А как же наше волшебное путешествие?.. И нельзя же так сразу класть живот свой под нож…

Закурлыкал телефон – и помятая, в красных рубцах Гришкина физиономия прямо-таки прыжком обратилась в сталь.

– Ну что, моя птичка, доктор приехал?

Скучающим голосом я ронял уклончивые слова:

– Да… Все нормально… Я тебе завтра позвоню…

– Как завтра?!. Что он сказал?!

– Ну, что я и предполагал…

– Что предполагал?!. Ты что как неживой?.. Так что, грыжа?..

– Ну да. Завтра я…

– Как это завтра, я сейчас же ей позвоню!

Черкесские Гришкины очи, горящие скорбным презрением. Спохватившись, что подобное нечеловеческое достоинство не вяжется с посконной рубахой, она исчезает, но не успеваю я застегнуть штаны, как возникает снова в алом палаческом халате с черным подбоем (невольно ищу в руке топор или, самое меньшее, шашку).

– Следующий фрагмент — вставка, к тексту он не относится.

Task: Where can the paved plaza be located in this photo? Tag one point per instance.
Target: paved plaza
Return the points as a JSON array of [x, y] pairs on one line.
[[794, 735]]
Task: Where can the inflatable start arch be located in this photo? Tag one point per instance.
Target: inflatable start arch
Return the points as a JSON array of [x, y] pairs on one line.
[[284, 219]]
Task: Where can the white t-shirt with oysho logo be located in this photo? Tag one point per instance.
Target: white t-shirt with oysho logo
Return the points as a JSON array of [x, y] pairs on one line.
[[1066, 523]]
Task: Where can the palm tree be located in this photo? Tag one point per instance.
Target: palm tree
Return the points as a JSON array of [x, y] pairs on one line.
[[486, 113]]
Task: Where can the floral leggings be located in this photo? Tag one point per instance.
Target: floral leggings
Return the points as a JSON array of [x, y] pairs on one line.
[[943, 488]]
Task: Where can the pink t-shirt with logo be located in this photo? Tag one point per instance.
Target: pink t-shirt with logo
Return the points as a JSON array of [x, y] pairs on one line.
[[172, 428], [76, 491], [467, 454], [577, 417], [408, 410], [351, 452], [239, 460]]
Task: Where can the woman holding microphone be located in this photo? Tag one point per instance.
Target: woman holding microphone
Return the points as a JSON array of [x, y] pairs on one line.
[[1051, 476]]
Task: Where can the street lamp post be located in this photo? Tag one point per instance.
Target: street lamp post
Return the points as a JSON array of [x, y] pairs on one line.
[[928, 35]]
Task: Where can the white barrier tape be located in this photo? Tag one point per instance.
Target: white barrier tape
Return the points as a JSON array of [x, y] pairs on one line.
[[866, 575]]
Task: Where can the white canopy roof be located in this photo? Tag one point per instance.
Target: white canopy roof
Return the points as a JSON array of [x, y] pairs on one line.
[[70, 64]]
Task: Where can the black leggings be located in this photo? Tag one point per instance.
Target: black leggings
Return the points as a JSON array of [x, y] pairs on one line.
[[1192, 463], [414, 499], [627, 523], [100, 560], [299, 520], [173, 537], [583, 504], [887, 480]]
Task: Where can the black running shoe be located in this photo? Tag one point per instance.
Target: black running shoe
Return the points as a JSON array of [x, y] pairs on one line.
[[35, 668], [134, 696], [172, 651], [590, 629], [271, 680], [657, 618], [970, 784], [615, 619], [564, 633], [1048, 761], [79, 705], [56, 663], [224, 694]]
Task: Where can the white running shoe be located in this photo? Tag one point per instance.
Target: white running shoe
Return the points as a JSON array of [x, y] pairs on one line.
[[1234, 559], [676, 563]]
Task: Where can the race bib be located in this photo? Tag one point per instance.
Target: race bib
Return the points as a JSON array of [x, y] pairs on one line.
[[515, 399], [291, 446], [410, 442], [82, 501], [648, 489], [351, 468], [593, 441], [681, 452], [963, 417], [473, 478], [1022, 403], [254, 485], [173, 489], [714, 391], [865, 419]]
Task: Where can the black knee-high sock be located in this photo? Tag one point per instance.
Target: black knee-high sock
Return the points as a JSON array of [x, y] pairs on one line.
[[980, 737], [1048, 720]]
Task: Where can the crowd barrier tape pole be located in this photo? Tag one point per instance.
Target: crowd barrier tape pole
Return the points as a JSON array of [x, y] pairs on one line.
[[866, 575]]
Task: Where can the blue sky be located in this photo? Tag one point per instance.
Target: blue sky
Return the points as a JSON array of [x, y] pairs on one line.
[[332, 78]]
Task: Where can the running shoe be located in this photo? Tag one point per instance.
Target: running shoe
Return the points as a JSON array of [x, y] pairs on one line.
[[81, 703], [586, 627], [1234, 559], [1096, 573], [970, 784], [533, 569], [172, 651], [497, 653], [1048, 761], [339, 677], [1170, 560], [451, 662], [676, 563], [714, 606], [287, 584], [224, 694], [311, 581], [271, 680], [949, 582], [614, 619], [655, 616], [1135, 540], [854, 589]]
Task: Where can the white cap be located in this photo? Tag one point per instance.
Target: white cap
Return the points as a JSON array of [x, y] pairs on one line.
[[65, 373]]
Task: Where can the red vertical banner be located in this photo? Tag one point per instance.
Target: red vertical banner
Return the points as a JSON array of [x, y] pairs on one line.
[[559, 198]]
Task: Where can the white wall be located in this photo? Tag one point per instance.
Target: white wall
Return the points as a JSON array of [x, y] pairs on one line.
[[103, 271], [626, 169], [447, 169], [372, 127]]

Де Фюнес получает лишнюю тысячу и, прощаясь, с удвоенным азартом зовет нас обоих в Дом ученых, а заодно и к ним в клинику.

– Тык что сылучилось? – пошатываясь, спрашивает Гришка, уже сообразив, что, когда человеку грозит операция, разборки следует отложить.

– Да грыжа откуда-то взялась, – легкомысленно отмахиваюсь я (мне хочется поскорее остаться одному, чтоб, по крайней мере, не надо было никого умиротворять). – Пустяки, прооперируюсь, когда руки дойд…

Меня вновь прерывает проклятое курлыканье.

– Птичка, ты меня слышишь? Я договорилась, ты завтра должен приехать к восьми, спросишь Елену Петровну Тягушеву, запомнил? Она пообещала, что тебя завтра же прооперируют, сейчас это делается за один день.

– Отлично, значит… – я чуть было не брякнул: “наша поездка состоится”.